PropertyTypeDescription
archintARCH_LLAMA = 0 (currently only supported arch)
vocabSizeintVocabulary size
nLayersintNumber of transformer layers
nHeadsintNumber of Q attention heads
nKvHeadsintNumber of KV heads (GQA: nKvHeads < nHeads)
dModelintHidden state dimension
dFfintFeed-forward intermediate dimension
maxSeqLenintMaximum context length
rmsEpsfloatRMSNorm epsilon (1e-5)
ropeBasefloatRoPE theta base (10000 or 500000 for LLaMA-3)

Generation Examples

Streaming generation

use Pml\Inference\{InferenceSession, Tokenizer, ModelConfig};

$tok     = Tokenizer::fromJson('models/smollm2/tokenizer.json');
$session = InferenceSession::load('models/smollm2/model.safetensors', ModelConfig::smollm2_135m());

$prompt  = "def fibonacci(n):\n";
$ids     = $tok->encode($prompt, addBos: true);

// Stream token by token
foreach ($session->generate($ids, maxNewTokens: 200, temperature: 0.7, topP: 0.9) as $tokenId) {
    if ($tokenId === $tok->eosId()) break;
    echo $tok->decode([$tokenId]);
    flush();
}

Chat interface

$response = $session->chat([
    ['role' => 'system',    'content' => 'You are a helpful assistant.'],
    ['role' => 'user',      'content' => 'What is gradient descent?'],
], maxNewTokens: 256, temperature: 0.8);

echo $response;

INT8-quantized LLM

// Load weights and quantize all Dense layers to INT8
$session = InferenceSession::load('models/llama3-8b.safetensors', ModelConfig::llama3_8b());
// $session internally uses Sequential — call quantize() on its model:
$session->getModel()->quantize(groupSize: 32);
// fp32 weights freed immediately → ~7 GB instead of ~28 GB

foreach ($session->generate($ids, maxNewTokens: 500) as $id) {
    echo $tok->decode([$id]);
}

Performance Notes

Without KV-cache

O(T²) per decode step.

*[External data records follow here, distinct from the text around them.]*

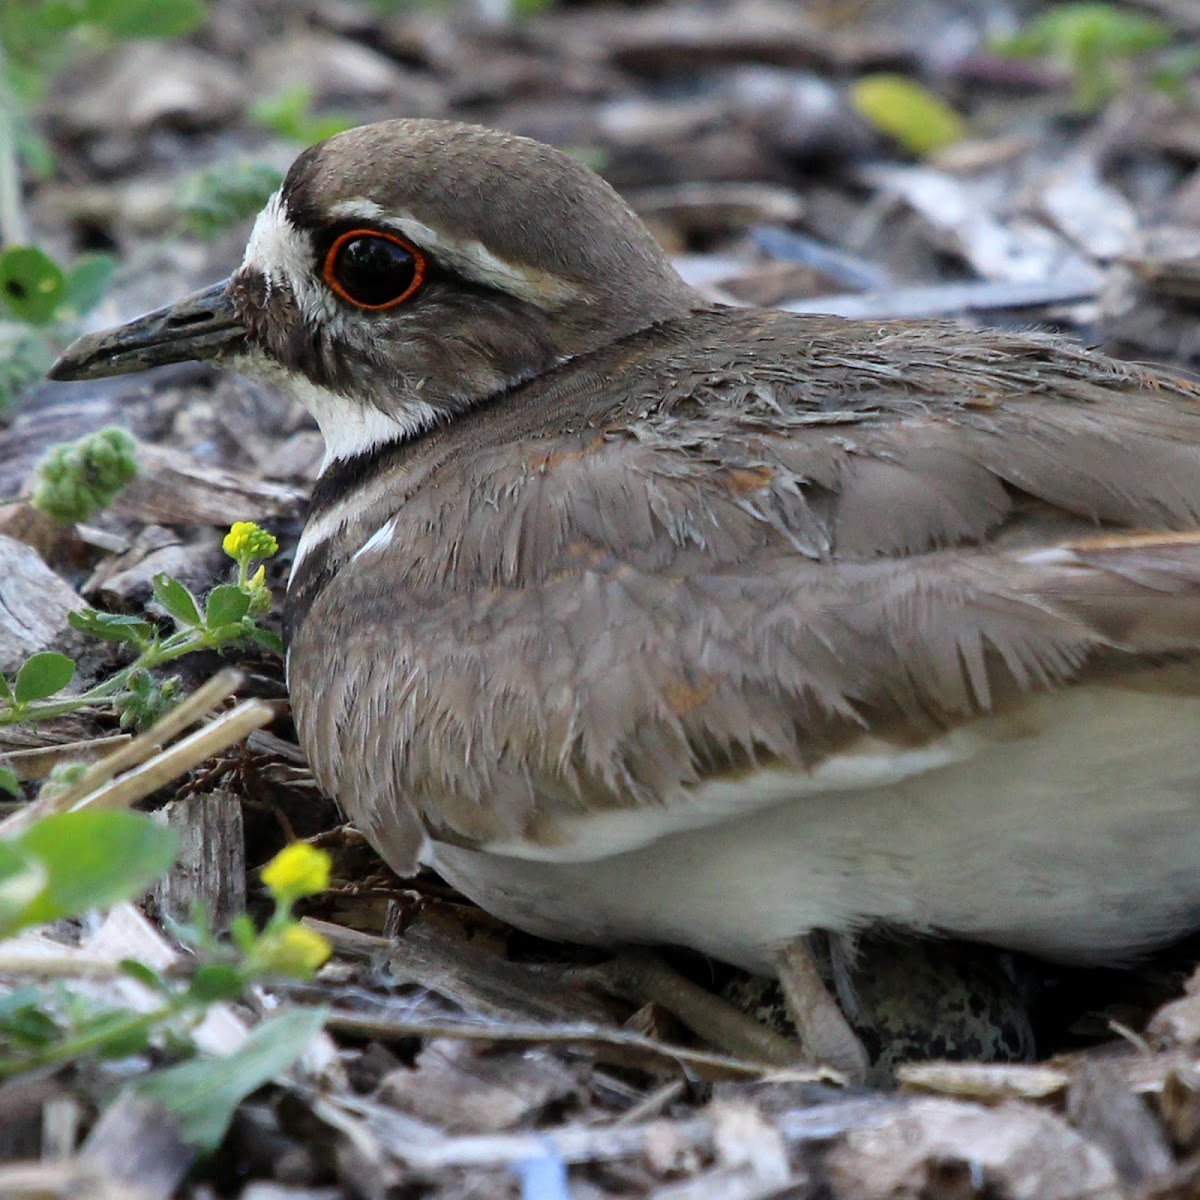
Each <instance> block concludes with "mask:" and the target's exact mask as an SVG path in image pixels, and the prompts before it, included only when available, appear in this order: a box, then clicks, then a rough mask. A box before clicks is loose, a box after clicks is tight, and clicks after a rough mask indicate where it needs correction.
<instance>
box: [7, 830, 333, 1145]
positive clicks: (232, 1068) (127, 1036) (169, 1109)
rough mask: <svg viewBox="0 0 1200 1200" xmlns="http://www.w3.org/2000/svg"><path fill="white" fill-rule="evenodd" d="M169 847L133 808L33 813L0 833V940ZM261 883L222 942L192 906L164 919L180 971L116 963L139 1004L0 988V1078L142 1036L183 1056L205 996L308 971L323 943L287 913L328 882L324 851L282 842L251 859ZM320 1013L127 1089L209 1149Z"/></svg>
mask: <svg viewBox="0 0 1200 1200" xmlns="http://www.w3.org/2000/svg"><path fill="white" fill-rule="evenodd" d="M176 850H178V845H176V835H175V834H174V832H172V830H169V829H167V828H166V827H163V826H160V824H157V823H156V822H155V821H154V820H152V818H150V817H149V816H145V815H143V814H138V812H121V811H116V812H113V811H90V810H83V811H76V812H62V814H59V815H56V816H49V817H43V818H41V820H40V821H36V822H35V823H34V824H31V826H30V827H29V828H28V829H25V830H24V832H23V833H20V834H19V835H17V836H13V838H8V839H6V840H2V841H0V937H7V936H11V935H12V934H14V932H18V931H19V930H22V929H26V928H30V926H35V925H40V924H44V923H46V922H48V920H54V919H58V918H60V917H71V916H78V914H80V913H83V912H85V911H88V910H91V908H104V907H108V906H110V905H112V904H114V902H116V901H119V900H125V899H131V898H133V896H136V895H137V894H138V893H140V892H143V890H144V889H145V888H146V887H148V886H149V884H150V883H151V882H154V880H156V878H158V877H160V876H162V875H163V874H164V872H166V871H167V870H168V869H169V866H170V864H172V862H173V860H174V857H175V853H176ZM263 882H264V883H265V884H266V889H268V893H269V894H270V896H271V899H272V900H274V902H275V911H274V913H272V916H271V917H270V919H269V920H268V922H266V925H265V926H264V928H263V930H262V931H259V930H257V929H256V928H254V924H253V922H252V920H251V918H250V917H248V916H246V914H245V913H242V914H241V916H239V917H238V918H235V920H234V924H233V930H232V932H233V942H232V944H228V943H222V942H218V941H217V938H216V937H214V935H212V934H211V931H210V930H209V926H208V922H206V918H205V916H204V913H203V911H202V910H197V911H196V912H194V913H193V918H192V922H191V923H190V924H187V925H175V926H174V931H175V934H176V935H178V936H179V937H180V938H181V941H184V942H185V943H186V944H187V946H190V947H191V949H192V952H193V956H192V959H191V960H190V962H191V964H192V965H191V967H190V968H188V970H187V971H186V972H185V973H182V974H180V976H173V974H163V973H162V972H160V971H156V970H154V968H152V967H150V966H148V965H146V964H144V962H138V961H133V960H126V961H124V962H122V964H121V965H120V970H121V971H122V972H124V973H125V974H126V976H128V977H130V978H132V979H136V980H137V982H138V983H140V984H142V985H143V986H145V988H148V989H149V990H150V991H151V992H154V994H155V995H156V996H157V998H158V1002H157V1003H156V1004H155V1006H152V1007H150V1008H149V1009H145V1010H140V1009H133V1008H128V1007H125V1006H120V1004H108V1003H104V1002H101V1001H97V1000H96V998H95V996H94V995H91V994H89V992H85V991H83V990H82V989H78V988H72V986H71V985H68V984H65V983H60V984H56V985H53V986H26V988H14V989H13V990H11V991H8V992H7V994H5V995H0V1078H6V1076H11V1075H17V1074H20V1073H24V1072H29V1070H44V1069H47V1068H52V1067H58V1066H64V1064H66V1063H72V1062H77V1061H79V1060H80V1058H85V1057H97V1058H121V1057H127V1056H130V1055H134V1054H140V1052H142V1051H144V1050H146V1049H149V1048H150V1046H155V1045H156V1046H160V1048H162V1049H164V1050H167V1051H168V1052H170V1051H174V1052H175V1055H176V1056H178V1054H179V1052H182V1054H185V1055H191V1054H194V1046H193V1045H192V1044H191V1040H190V1033H191V1031H192V1030H193V1028H194V1027H196V1026H197V1025H198V1024H199V1022H200V1021H202V1020H203V1019H204V1016H205V1014H206V1013H208V1012H209V1008H210V1007H211V1006H212V1004H214V1003H217V1002H221V1001H232V1000H236V998H238V997H239V996H241V995H242V992H245V990H246V989H247V988H248V986H251V985H252V984H254V983H258V982H259V980H263V979H268V978H277V977H287V978H294V979H310V978H312V976H313V973H314V972H316V971H317V970H318V967H320V965H322V964H323V962H324V961H325V960H326V959H328V958H329V954H330V946H329V942H328V941H326V940H325V938H324V937H322V935H320V934H317V932H314V931H312V930H310V929H307V928H305V926H304V925H301V924H299V923H298V922H296V920H295V918H294V917H293V916H292V907H293V905H294V904H295V901H296V900H298V899H300V898H302V896H307V895H313V894H316V893H317V892H322V890H324V889H325V888H326V887H328V886H329V856H328V854H325V853H324V851H319V850H316V848H313V847H312V846H307V845H305V844H302V842H299V844H294V845H292V846H288V847H286V848H284V850H282V851H281V852H280V853H278V854H277V856H276V857H275V858H274V859H272V860H271V862H270V863H269V864H268V865H266V866H265V868H264V870H263ZM0 954H2V947H0ZM323 1021H324V1010H323V1009H301V1010H298V1012H292V1013H287V1014H282V1015H280V1016H276V1018H271V1019H269V1020H266V1021H264V1022H262V1024H260V1025H259V1026H258V1028H257V1030H256V1031H254V1032H253V1033H251V1034H250V1037H248V1038H247V1039H246V1042H245V1043H244V1045H242V1046H241V1048H240V1049H239V1051H238V1052H236V1054H235V1055H232V1056H229V1057H227V1058H193V1060H192V1061H190V1062H184V1063H179V1064H176V1066H172V1067H167V1068H164V1069H161V1070H157V1072H151V1073H149V1074H148V1075H144V1076H143V1078H142V1079H139V1080H138V1081H137V1082H136V1084H133V1085H131V1086H132V1090H133V1091H136V1092H137V1093H139V1094H140V1096H142V1097H143V1098H145V1099H149V1100H151V1102H155V1103H158V1104H161V1105H162V1106H163V1108H166V1109H167V1110H168V1111H170V1112H172V1114H173V1115H174V1117H175V1118H176V1123H178V1126H179V1132H180V1135H181V1136H182V1138H184V1140H185V1141H187V1142H188V1144H191V1145H193V1146H194V1147H197V1148H198V1150H202V1151H206V1150H211V1148H214V1147H215V1146H216V1145H217V1142H218V1141H220V1140H221V1138H222V1135H223V1133H224V1129H226V1127H227V1126H228V1123H229V1120H230V1117H232V1115H233V1111H234V1109H235V1108H236V1105H238V1104H239V1103H240V1102H241V1099H242V1098H244V1097H245V1096H247V1094H248V1093H250V1092H252V1091H253V1090H254V1088H257V1087H260V1086H262V1085H263V1084H265V1082H266V1081H268V1080H270V1079H271V1078H272V1076H274V1075H277V1074H278V1073H280V1072H282V1070H286V1069H287V1068H288V1067H289V1066H290V1064H292V1063H293V1062H295V1060H296V1058H298V1057H299V1056H300V1055H301V1054H302V1052H304V1050H305V1048H306V1046H307V1045H308V1043H310V1042H311V1040H312V1038H313V1036H314V1034H316V1033H317V1031H318V1030H319V1028H320V1026H322V1024H323Z"/></svg>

Unusable above ~256 tokens context. 1–3 t/s for 7B models.

With KV-cache

O(1) per decode step. 4096 token context is practical. 3–6 t/s for 7B fp32 on 8-core CPU.

KV-cache + INT8

~8–12 t/s for 7B. 7 GB total RAM (4× reduction). Recommended for production.

Next step: fp16

fp16 weights + AVX-512 fp16 FMA would give another ~2× decode speedup and halve weight RAM again.

Thread tuning For decode-heavy workloads, set OPENBLAS_NUM_THREADS=1 and rely on OMP_NUM_THREADS=N for the OpenMP attention/MLP loops. BLAS thrashing on multi-thread decode is counterproductive.